Obviously, in terms of features, the DVD-A offers better value, with the added visual material, DVD-Audio and DVD-Video compatibility, and so on. I have been able to compare DVD-A and SACD releases of the same material on one other occasion so far (Chesky’s "Swing Live" release), where I found the audio quality between the two formats to be very similar, with perhaps a little more brightness on the DVD-A and a little more smoothness on the SACD. Here, the SACD definitely has the edge, with greater smoothness, a more analog-like sound and seemingly slightly more detail. The DVD-A is similar at the top end, but for some reason, I felt that there was not quite as much detail as in the SACD version. This is a DSD original recording, and in the SACD signal chain, that bitstream format is preserved throughout, whereas in the case of the DVD-A version, the bitstream has been decimated to 20-bit (why not 24-bit?) PCM and this may have compromised the quality a tiny bit.
But such criticisms are being picky, as the difference is very slight, and may be due to my having to use two different players (though the two versions have different strong and weak points from the "Swing Live" pair). My suspicion is that the DVD-A/V version will be more popular, because it can offer surround content to the owner of any DVD machine, even if the very best quality is only revealed with a special player, and perhaps because of the "added value" features that are simply not a part of the SACD format at this time. However, if you are solely interested in the audio, the SACD is the one for you.

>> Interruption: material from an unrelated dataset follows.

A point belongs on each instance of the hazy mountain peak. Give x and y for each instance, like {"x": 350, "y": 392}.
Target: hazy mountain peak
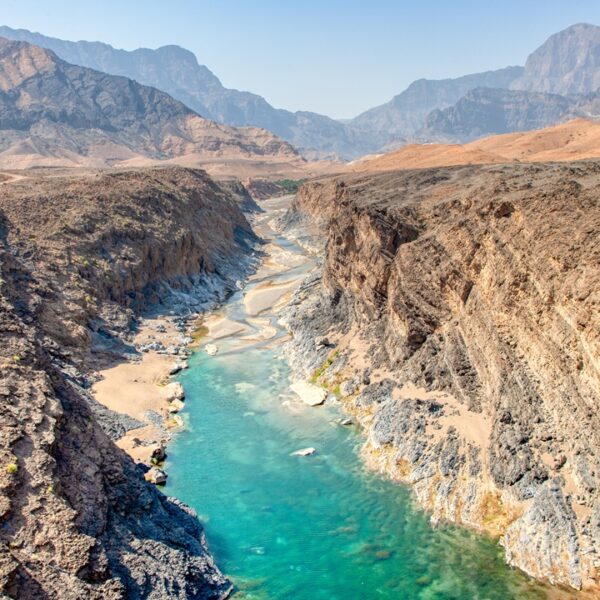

This recording is an astonishing achievement, both technically and logistically. It sounds excellent; the performance is fine and flawless, especially the children’s choir and the Kiev chorus; the surround placement consists of sensible arcs across a wide front stage, with the cannons all around you to great effect. You will want to use this disc as a demo record, but if you do, first be sure to find out what level the cannons should be, starting at low level – they really are very loud and take full advantage of the hundred-and-something dB of dynamic range offered by both systems. It is one of the best recordings I have the pleasure of owning.
Inevitably overshadowed by the 1812, do also remember that there are six other Tchaikovsky pieces on this album. The 1812 occupies only the first 16 minutes or so of an excellent and well-matched program, including two pieces from "Eugene Onegin," the "Capriccio Italien" and the "Marche Slave," amongst others.
Whichever format you choose, you should have this disc.